Insights: Cancer care in Florida
Breakthroughs, trends and players in the medical field of oncology
One of the most surprising findings emerging from mathematical models is that blasting cancers with as much chemotherapy as a patient can survive might not always be a good idea. "The classic mechanisms for therapy for 50 years have been to trot out your biggest, baddest drugs, give it in your highest dose possible, as quickly as possible. The idea is you really want to whack it," says Dr. Robert Gatenby.
But there's a problem: Tumors are not giant masses of identical cells. They contain cell variations that actually compete against each other for survival. Toxic chemotherapy wipes out the cells that are susceptible to the drugs. Drug-resistant cancer cells survive by adapting, however. The cells that adapt are usually weaker in some ways than the ones that die, but since the chemo has wiped out their cancer-cell competitors, they have an open field in which to proliferate.

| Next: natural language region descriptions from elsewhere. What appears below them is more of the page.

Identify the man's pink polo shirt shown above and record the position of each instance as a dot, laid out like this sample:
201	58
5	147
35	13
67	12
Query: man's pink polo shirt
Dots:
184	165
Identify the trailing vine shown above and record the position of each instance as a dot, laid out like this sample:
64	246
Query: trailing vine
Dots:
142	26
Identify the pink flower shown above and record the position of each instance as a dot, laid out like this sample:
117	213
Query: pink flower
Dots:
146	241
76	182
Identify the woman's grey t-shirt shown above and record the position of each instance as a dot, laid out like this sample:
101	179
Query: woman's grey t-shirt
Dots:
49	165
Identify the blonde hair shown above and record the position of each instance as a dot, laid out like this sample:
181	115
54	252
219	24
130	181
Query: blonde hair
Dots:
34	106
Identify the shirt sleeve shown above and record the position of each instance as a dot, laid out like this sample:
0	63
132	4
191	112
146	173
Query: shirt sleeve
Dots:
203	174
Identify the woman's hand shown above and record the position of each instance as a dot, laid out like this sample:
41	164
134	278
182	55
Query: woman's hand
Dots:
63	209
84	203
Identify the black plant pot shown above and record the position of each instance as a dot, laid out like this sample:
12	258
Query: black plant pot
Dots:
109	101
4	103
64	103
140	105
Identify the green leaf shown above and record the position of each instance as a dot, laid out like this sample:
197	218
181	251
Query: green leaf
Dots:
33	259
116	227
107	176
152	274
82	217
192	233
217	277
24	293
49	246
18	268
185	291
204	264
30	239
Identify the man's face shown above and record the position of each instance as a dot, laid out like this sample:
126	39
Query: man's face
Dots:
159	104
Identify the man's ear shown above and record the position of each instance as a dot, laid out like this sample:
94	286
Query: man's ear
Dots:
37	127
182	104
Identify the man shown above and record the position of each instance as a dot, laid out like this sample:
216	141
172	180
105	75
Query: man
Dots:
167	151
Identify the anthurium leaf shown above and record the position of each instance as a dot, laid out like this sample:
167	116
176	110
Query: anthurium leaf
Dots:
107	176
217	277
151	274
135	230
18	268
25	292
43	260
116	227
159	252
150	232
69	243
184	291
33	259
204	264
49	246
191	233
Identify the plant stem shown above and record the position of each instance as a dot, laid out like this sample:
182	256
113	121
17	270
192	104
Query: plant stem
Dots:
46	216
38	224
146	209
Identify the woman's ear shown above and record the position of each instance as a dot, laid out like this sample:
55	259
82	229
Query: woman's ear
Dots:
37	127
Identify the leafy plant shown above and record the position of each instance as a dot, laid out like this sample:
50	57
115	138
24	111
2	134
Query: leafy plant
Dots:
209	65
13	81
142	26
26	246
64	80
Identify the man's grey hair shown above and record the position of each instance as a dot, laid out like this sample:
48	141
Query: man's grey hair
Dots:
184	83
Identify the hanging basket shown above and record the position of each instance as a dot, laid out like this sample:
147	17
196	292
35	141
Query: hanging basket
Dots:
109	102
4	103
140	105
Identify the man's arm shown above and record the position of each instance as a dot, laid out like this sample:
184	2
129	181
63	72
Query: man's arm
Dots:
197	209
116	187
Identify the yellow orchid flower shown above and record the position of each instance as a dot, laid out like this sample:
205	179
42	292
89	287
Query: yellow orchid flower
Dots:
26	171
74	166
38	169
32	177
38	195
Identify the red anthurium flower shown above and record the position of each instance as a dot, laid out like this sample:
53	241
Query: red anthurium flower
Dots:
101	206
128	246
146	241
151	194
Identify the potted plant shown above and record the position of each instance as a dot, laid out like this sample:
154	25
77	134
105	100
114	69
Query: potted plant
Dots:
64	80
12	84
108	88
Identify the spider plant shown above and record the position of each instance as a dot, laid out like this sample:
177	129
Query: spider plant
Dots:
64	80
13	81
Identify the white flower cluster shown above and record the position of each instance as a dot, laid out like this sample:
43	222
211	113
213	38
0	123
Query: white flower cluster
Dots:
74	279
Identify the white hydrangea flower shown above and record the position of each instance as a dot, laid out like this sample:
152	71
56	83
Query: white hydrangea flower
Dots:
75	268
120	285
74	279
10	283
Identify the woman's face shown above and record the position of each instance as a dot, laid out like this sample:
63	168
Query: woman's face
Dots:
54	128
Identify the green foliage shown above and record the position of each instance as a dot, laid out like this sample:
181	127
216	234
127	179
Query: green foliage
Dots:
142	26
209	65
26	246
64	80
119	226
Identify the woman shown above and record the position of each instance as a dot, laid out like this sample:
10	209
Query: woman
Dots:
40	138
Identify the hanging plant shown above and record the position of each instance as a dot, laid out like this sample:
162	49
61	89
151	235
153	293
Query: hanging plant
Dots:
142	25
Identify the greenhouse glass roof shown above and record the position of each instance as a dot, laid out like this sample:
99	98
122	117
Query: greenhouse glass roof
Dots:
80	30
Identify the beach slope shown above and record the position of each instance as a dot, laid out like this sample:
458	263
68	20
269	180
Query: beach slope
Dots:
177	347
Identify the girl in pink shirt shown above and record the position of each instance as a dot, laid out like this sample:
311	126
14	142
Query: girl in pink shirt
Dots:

"If you give a lot of drugs and kill off the sensitive guys, the only ones that are left are the ones that are resistant. So while they might not be as fit as the other guys, there's no competition, so they just grow," says Gatenby.
And the cancer recurs in a more aggressive, drug-resistant form.
What the mathematical models suggest is what Gatenby calls "adaptive therapy" -- enough chemo to reduce the tumor, but not too much. Allowing some drug-sensitive cells to survive means they'll suppress the growth of the drug-resistant cells.
Farmers, he says, have used this approach for decades. Dumping massive amounts of pesticides on crops simply accelerates the development of drug-resistant insects, so farmers leave a section of their field untreated. Some drug-sensitive bugs survive, delaying the evolution of a completely resistant bug population.
Gatenby and his team are already experimenting with their less-is-more approach in treating breast and prostate cancers. It's worked in both models and in mice, he says, and they're hoping to start two clinical trials sometime this year to test it out on patients with metastatic cancer. If it works as he expects, Gatenby believes many incurable cancers could end up being managed as a treatable, chronic disease.
The biggest hurdle Gatenby anticipates is that "people and doctors don't like it" because they don't want to give up on the idea for a complete cure. "If there's a possibility for a cure, I'd say go for it. But in tumors where the probability of a cure is basically zero, there's essentially no precedent for curing a patient, I would argue, don't kid yourself!"